Subsidiaries are included in the consolidation scope from when the group acquires control, as defined above, and are excluded from when the group no longer has control.

On 1 January 2023, the subsidiary TechMah Medical LLC was merged by incorporation into the subsidiary Lima USA Inc.

The interim reporting date of all the consolidated companies is 30 September.

The basis of consolidation is set out below:

 

   

The line-by-line method, showing the portions of equity and profit or loss for the year attributable to non-controlling interests and recognising assets, liabilities, revenue and costs regardless of the percentage held in the subsidiaries.

 

   

Eliminating items deriving from intragroup transactions involving consolidated companies, including any unrealised gains and losses arising from intragroup transactions and recognising the resulting deferred tax effects.

 

   

Eliminating intragroup dividends and reallocating them to opening equity reserves.

 

11


   

Eliminating the carrying amount of investments in consolidated companies and the relevant portion of equity, allocating the resulting positive and negative differences to the relevant captions (assets, liabilities and equity), as defined at the time of acquisition of the investment and considering any subsequent variations.
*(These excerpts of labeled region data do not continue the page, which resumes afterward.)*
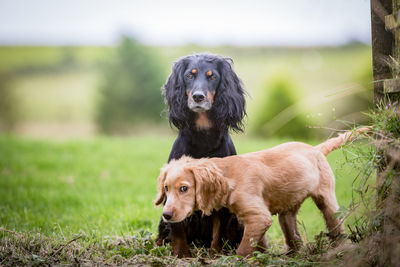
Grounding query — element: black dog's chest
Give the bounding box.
[188,131,225,158]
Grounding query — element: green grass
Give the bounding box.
[0,134,372,265]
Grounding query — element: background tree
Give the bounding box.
[97,37,165,133]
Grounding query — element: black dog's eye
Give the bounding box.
[179,186,188,193]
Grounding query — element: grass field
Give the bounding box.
[0,135,362,242]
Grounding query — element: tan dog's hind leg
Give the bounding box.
[278,207,303,253]
[236,200,272,256]
[312,193,344,239]
[311,158,344,240]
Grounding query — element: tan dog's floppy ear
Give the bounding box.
[189,159,229,215]
[154,164,168,206]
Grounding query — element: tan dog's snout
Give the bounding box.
[163,211,174,221]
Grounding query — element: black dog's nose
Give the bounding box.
[163,211,173,220]
[193,92,206,103]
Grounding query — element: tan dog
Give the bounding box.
[155,128,369,256]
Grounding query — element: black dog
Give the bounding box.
[156,53,246,257]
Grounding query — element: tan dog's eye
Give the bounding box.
[179,186,188,193]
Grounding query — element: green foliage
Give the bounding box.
[252,76,310,138]
[0,74,18,132]
[97,37,165,133]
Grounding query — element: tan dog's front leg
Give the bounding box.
[236,211,272,257]
[211,212,221,253]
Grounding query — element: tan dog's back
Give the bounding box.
[217,142,334,214]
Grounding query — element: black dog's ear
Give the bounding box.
[162,57,190,129]
[213,58,246,132]
[154,164,168,206]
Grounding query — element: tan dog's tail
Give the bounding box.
[315,127,371,156]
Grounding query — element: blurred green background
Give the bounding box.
[0,36,372,245]
[0,36,372,139]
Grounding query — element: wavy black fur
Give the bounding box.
[156,53,246,257]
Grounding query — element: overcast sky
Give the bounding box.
[0,0,371,46]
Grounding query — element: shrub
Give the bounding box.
[97,37,164,133]
[252,76,311,138]
[0,74,18,132]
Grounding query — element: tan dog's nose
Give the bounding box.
[163,211,173,221]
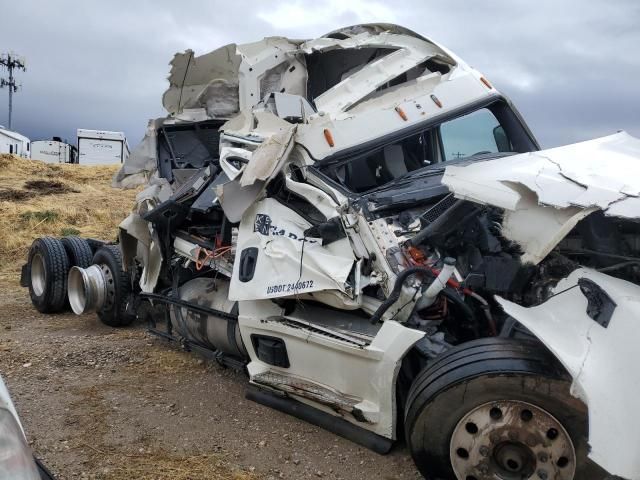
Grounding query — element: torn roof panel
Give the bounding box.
[443,132,640,219]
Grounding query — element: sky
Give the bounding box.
[0,0,640,147]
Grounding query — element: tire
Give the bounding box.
[404,338,607,480]
[27,237,70,313]
[60,237,93,268]
[93,245,135,327]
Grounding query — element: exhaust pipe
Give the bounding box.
[67,265,107,315]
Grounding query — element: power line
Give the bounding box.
[0,53,27,130]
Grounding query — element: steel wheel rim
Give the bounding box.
[31,253,47,297]
[449,400,576,480]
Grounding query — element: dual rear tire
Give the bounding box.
[405,338,607,480]
[26,237,135,327]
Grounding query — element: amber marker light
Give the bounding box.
[396,107,409,122]
[324,128,335,147]
[480,77,493,90]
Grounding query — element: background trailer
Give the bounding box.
[78,128,129,165]
[31,137,78,163]
[0,126,31,158]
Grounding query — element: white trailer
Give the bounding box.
[31,139,78,163]
[0,126,31,158]
[78,128,129,165]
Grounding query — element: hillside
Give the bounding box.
[0,154,137,289]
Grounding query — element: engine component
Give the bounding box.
[371,267,435,324]
[416,257,456,310]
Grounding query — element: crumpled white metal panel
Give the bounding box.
[496,268,640,480]
[229,198,355,300]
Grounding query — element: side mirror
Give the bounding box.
[493,125,513,152]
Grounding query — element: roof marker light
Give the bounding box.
[480,77,493,90]
[396,106,409,122]
[324,128,335,147]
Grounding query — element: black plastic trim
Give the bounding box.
[245,386,393,455]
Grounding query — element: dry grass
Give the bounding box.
[0,155,137,287]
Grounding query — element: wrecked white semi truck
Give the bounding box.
[23,25,640,480]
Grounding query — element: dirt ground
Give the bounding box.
[0,282,420,480]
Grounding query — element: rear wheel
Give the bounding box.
[27,237,69,313]
[93,245,135,327]
[405,339,607,480]
[60,237,93,268]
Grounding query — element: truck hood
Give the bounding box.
[442,132,640,264]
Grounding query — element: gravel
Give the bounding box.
[0,289,420,480]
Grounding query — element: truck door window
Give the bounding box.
[440,108,513,160]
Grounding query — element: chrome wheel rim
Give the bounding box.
[449,400,576,480]
[31,253,47,297]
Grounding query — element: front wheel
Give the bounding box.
[405,338,607,480]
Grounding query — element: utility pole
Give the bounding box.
[0,53,26,130]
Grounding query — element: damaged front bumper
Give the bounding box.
[498,269,640,480]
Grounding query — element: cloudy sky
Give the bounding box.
[0,0,640,147]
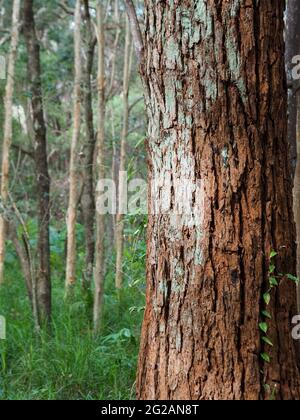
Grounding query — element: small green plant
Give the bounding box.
[259,251,299,363]
[259,250,299,400]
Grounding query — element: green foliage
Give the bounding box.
[0,219,145,400]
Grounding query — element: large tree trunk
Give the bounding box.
[66,0,82,295]
[24,0,51,321]
[115,19,131,289]
[94,2,105,333]
[81,0,96,289]
[137,0,300,400]
[0,0,20,285]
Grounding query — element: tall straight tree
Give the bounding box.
[94,1,106,333]
[24,0,51,321]
[116,19,131,289]
[286,0,300,314]
[127,0,300,400]
[0,0,20,285]
[81,0,96,289]
[66,0,82,295]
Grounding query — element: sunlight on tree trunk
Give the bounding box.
[66,0,82,295]
[0,0,20,285]
[81,0,96,290]
[94,2,105,333]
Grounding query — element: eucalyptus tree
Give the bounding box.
[126,0,300,400]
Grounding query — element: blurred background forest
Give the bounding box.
[0,0,147,400]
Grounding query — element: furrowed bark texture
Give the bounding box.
[66,0,82,294]
[285,0,300,176]
[286,0,300,320]
[81,0,96,288]
[137,0,300,400]
[94,3,106,333]
[24,0,51,320]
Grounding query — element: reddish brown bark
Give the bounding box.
[137,0,300,400]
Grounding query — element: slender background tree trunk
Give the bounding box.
[24,0,51,320]
[66,0,82,294]
[116,19,131,289]
[137,0,300,400]
[0,0,20,285]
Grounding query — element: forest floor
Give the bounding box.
[0,221,144,400]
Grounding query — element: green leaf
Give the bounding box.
[263,292,271,305]
[260,353,271,363]
[261,337,274,347]
[259,322,269,334]
[269,264,276,274]
[270,251,278,259]
[262,311,272,319]
[269,277,279,287]
[286,274,299,283]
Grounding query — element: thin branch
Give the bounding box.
[125,0,144,62]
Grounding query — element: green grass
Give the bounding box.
[0,230,144,400]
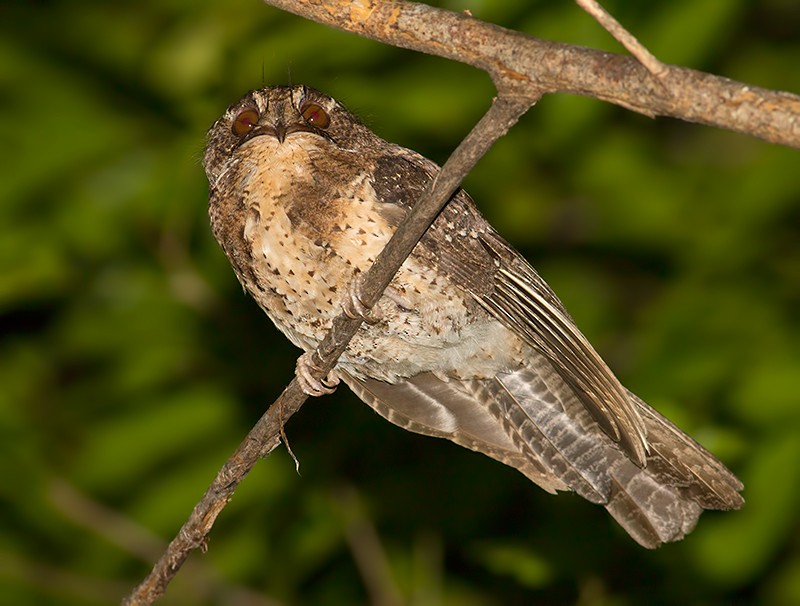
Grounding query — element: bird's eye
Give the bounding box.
[231,107,261,137]
[300,103,331,128]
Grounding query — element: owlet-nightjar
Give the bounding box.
[203,86,743,547]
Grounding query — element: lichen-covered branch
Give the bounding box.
[264,0,800,147]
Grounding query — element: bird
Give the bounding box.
[203,85,744,548]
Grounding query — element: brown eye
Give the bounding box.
[302,103,331,128]
[231,107,261,137]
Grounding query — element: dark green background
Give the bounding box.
[0,0,800,606]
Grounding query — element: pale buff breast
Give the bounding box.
[240,133,522,382]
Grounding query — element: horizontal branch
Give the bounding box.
[264,0,800,147]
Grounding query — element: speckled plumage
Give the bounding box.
[204,86,743,547]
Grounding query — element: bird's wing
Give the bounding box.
[338,369,569,493]
[373,148,648,465]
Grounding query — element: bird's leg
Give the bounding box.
[342,274,383,324]
[295,351,339,397]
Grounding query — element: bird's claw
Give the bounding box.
[295,351,339,397]
[342,276,383,324]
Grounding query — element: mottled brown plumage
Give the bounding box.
[204,86,743,547]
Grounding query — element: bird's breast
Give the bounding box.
[216,139,519,382]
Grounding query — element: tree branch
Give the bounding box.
[264,0,800,147]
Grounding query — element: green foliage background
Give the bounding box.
[0,0,800,606]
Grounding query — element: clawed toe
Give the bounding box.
[295,352,339,397]
[342,276,383,324]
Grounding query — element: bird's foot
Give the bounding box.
[295,351,339,397]
[342,276,383,324]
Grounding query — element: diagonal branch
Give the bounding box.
[123,96,535,606]
[264,0,800,147]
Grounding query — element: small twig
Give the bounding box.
[575,0,668,80]
[123,95,537,606]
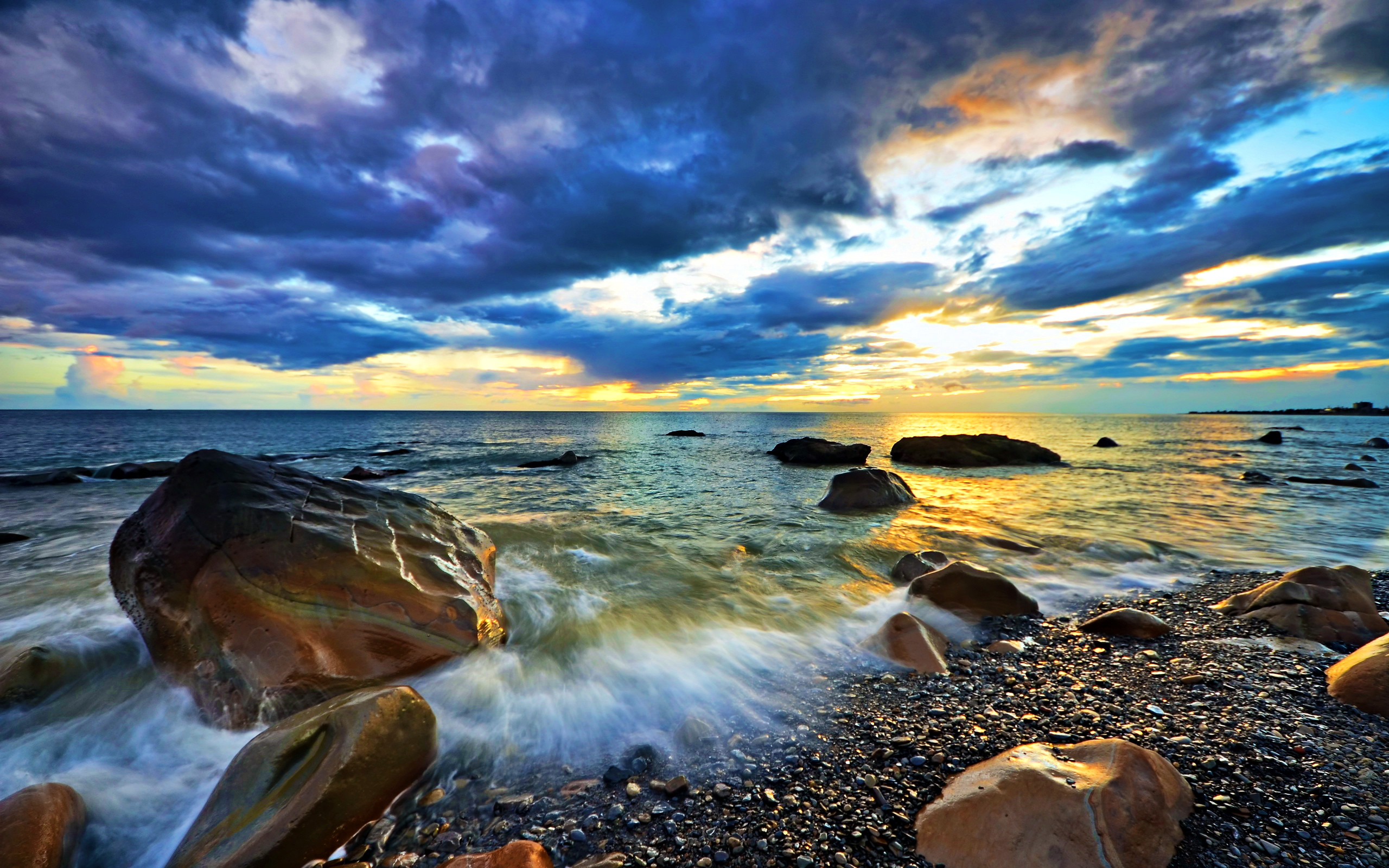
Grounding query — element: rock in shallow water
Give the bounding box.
[892,433,1061,467]
[767,437,872,465]
[819,467,917,510]
[917,739,1192,868]
[111,450,506,727]
[0,783,86,868]
[167,687,436,868]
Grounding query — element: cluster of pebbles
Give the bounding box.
[361,572,1389,868]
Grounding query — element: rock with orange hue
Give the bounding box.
[1327,635,1389,717]
[860,612,950,672]
[917,739,1192,868]
[111,450,506,727]
[1081,608,1173,639]
[907,561,1040,623]
[167,687,436,868]
[443,840,554,868]
[1211,565,1389,644]
[0,783,86,868]
[819,467,917,510]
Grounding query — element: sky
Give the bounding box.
[0,0,1389,412]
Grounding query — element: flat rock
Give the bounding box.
[917,739,1192,868]
[110,450,506,727]
[892,550,950,585]
[167,687,436,868]
[767,437,872,465]
[892,433,1061,467]
[860,612,950,672]
[1081,607,1173,639]
[1327,635,1389,717]
[819,467,917,510]
[1288,476,1379,489]
[0,783,86,868]
[907,561,1039,623]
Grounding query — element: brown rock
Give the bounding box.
[819,467,917,510]
[860,612,950,672]
[892,435,1061,467]
[892,551,950,585]
[111,450,506,726]
[1081,608,1173,639]
[443,840,554,868]
[1327,635,1389,717]
[1240,603,1389,644]
[0,783,86,868]
[917,739,1192,868]
[907,561,1040,623]
[167,687,435,868]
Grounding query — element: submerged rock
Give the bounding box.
[917,739,1192,868]
[819,467,917,510]
[892,433,1061,467]
[1288,476,1379,489]
[907,561,1040,623]
[517,449,593,468]
[892,550,950,585]
[1327,635,1389,717]
[343,464,410,482]
[111,450,506,727]
[0,783,86,868]
[767,437,872,465]
[1081,608,1173,639]
[860,612,950,672]
[167,687,436,868]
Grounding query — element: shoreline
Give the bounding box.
[361,571,1389,868]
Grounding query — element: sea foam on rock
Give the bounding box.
[917,739,1193,868]
[111,450,506,727]
[167,687,436,868]
[892,433,1061,467]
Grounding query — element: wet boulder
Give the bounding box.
[892,433,1061,467]
[110,450,506,727]
[892,550,950,585]
[907,561,1040,623]
[917,739,1192,868]
[167,687,436,868]
[1081,608,1173,639]
[860,612,950,672]
[1327,635,1389,717]
[819,467,917,510]
[0,783,86,868]
[767,437,872,465]
[92,461,178,479]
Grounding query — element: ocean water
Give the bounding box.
[0,411,1389,868]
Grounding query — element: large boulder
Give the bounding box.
[892,550,950,585]
[111,450,506,727]
[167,687,436,868]
[1081,608,1173,639]
[1211,565,1389,644]
[860,612,950,672]
[917,739,1192,868]
[819,467,917,510]
[767,437,872,464]
[1327,635,1389,717]
[907,561,1040,623]
[0,783,86,868]
[892,435,1061,467]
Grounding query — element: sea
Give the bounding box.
[0,411,1389,868]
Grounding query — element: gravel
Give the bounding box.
[350,572,1389,868]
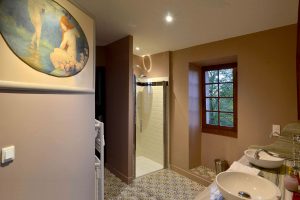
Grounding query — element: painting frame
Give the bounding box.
[0,0,96,93]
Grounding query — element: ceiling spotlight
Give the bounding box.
[165,13,173,23]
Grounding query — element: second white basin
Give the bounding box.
[216,172,281,200]
[244,149,284,169]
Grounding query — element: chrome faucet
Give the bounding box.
[254,149,278,160]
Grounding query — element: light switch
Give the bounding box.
[1,146,15,164]
[272,124,280,136]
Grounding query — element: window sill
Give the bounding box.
[202,127,237,138]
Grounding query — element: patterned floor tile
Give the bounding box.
[191,166,216,182]
[104,169,205,200]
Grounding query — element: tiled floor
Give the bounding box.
[104,169,205,200]
[191,166,216,182]
[136,156,163,177]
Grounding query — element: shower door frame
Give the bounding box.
[133,77,170,178]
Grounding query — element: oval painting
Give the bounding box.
[0,0,89,77]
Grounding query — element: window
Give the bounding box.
[202,63,237,137]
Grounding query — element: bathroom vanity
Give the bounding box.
[195,156,292,200]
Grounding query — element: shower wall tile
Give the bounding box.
[136,86,164,165]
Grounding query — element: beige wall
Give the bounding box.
[0,91,95,200]
[105,36,134,182]
[170,25,297,170]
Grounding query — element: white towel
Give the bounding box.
[227,161,260,175]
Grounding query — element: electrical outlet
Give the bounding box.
[272,124,280,136]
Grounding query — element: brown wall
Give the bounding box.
[188,64,201,168]
[170,25,297,170]
[133,52,170,78]
[105,36,134,182]
[0,92,95,200]
[96,46,106,67]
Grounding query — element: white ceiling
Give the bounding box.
[73,0,298,55]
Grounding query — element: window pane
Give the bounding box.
[219,69,233,83]
[220,98,233,112]
[219,83,233,97]
[205,70,218,83]
[206,98,219,111]
[220,113,233,127]
[205,84,218,97]
[206,112,219,125]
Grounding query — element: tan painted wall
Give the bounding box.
[96,46,106,67]
[105,36,134,182]
[0,92,95,200]
[170,25,297,170]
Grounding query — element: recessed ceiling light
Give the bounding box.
[165,13,173,23]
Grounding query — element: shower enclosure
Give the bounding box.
[135,78,169,177]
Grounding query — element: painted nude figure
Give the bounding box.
[28,0,45,49]
[50,16,84,72]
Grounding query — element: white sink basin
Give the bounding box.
[216,172,281,200]
[244,149,284,169]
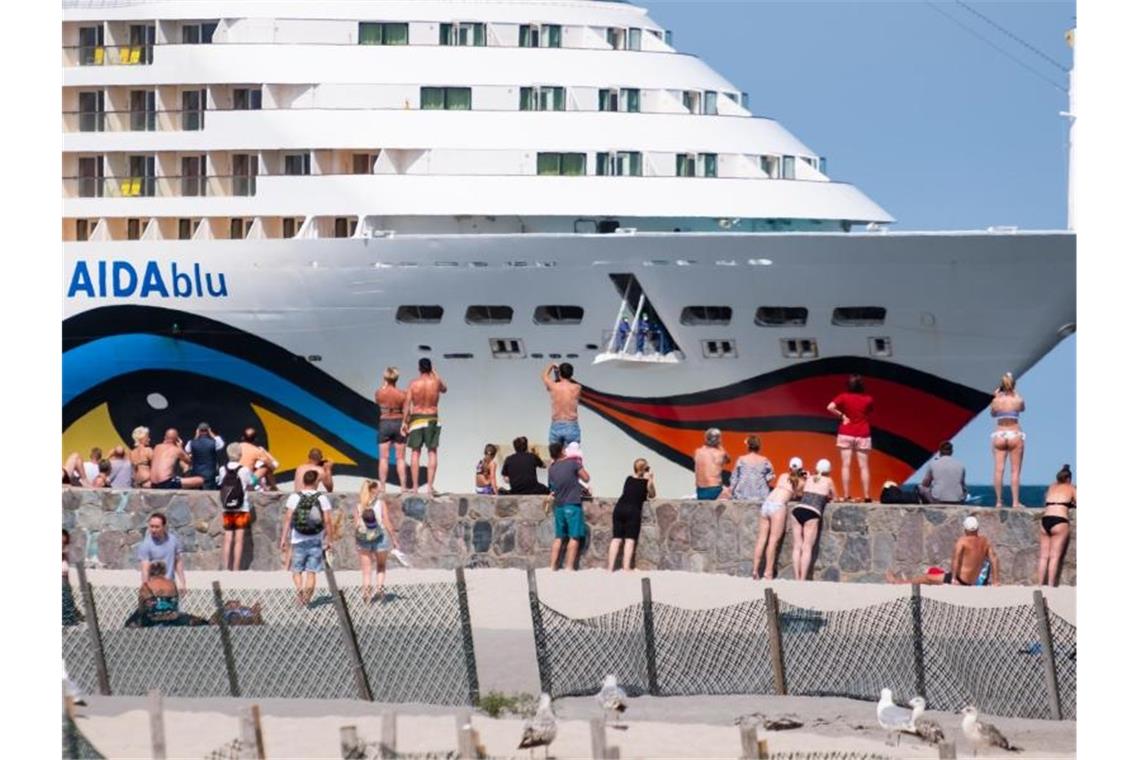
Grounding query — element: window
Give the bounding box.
[538,153,586,177]
[781,156,796,179]
[182,89,206,132]
[79,90,103,132]
[681,307,732,325]
[535,307,586,325]
[701,341,736,359]
[420,87,471,111]
[352,153,380,174]
[831,307,887,327]
[491,337,527,359]
[519,87,567,111]
[285,152,312,177]
[182,154,206,197]
[439,22,487,48]
[519,24,562,48]
[595,150,642,177]
[130,90,156,132]
[359,22,408,44]
[396,307,443,325]
[182,22,218,44]
[234,87,261,111]
[229,216,253,240]
[233,153,258,195]
[756,307,807,327]
[780,337,820,359]
[465,307,514,325]
[333,216,356,237]
[79,24,106,66]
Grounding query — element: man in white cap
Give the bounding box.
[950,515,999,586]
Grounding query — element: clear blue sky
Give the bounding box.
[636,0,1076,483]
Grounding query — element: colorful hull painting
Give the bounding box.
[583,357,990,496]
[63,305,990,491]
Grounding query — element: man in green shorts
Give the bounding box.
[401,357,447,496]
After control is acquired, any acquisitions of non-controlling interests or sales of shares to non-controlling interests that do not entail loss of control are recognised as owner transactions and the relevant effects are taken directly to equity. Any differences between the change in equity attributable to non-controlling interests and cash and cash equivalents exchanged are recognised under changes in equity attributable to the owners of the parent.

 

   

The financial statements of foreign operations are translated into Euros using the annual average rate for income statement items and the closing rate for statement of financial position items. The difference between the two rates along with the translation differences deriving from changes in opening and closing exchange rates are recognised as changes in equity.

The following rates were applied in translating the financial statements of foreign operations:

 

Currency

   Average rate
2023
     Closing rate:
30/09/2023
     Average rate
2022
     Closing rate:
30/09/2022
 

AUD - Australian Dollar

     1.6205        1.6339        1.5044        1.5076  

BRL - Brazilian Real

     5.4245        5.3065        5.4631        5.2584  

CAD - Canadian Dollar

     1.4576        1.4227        1.3643        1.3401  

CHF - Swiss Franc

     0.9774        0.9669        1.0118        0.9561  

CNY - Yuan Renminbi

     7.6235        7.7352        7.0193        6.9368  

CZK - Czech Koruna

     23.8359        24.3390        24.6248        24.5490  

DKK - Danish Krone

     7.4486        7.4571        7.4399        7.4365  

GBP - Pound Sterling

     0.8707        0.8646        0.8472        0.8830  

HRK - Croatian Kuna

     n.a        n.a        7.5335        7.5240  

JPY - Yen

     149.6515        158.1000        135.9679        141.0100  

KRW - Won

     1,410.2500        1,425.2600        1,348.7900        1,400.6900  

NZD - New Zealand Dollar

     1.7547        1.7575        1.6468        1.7177  

PLN - Zloty

     4.5820        4.6283        4.6724        4.8483  

SEK - Swedish Krona

     11.4789        11.5325        10.5274        10.8993  

TRY - Turkish Lira

     24.1485        29.0514        16.8796        18.0841  

USD - US Dollar

     1.0833        1.0594        1.0638        0.9748  

ZAR - Rand

     19.8865        19.9813        16.9517        17.5353  

[2.4] Basis of presentation

[2.4.1] Business combinations and goodwill

Business combinations are recognised using the acquisition method under IFRS 3. To this end, the acquired identifiable assets and the assumed liabilities are recognised at their respective acquisition-date fair value. The consideration transferred in a business combination is the aggregate of the fair value, at the date of exchange, of assets acquired, assumed liabilities and equity instruments issued by the acquirer, in exchange for control of the acquiree.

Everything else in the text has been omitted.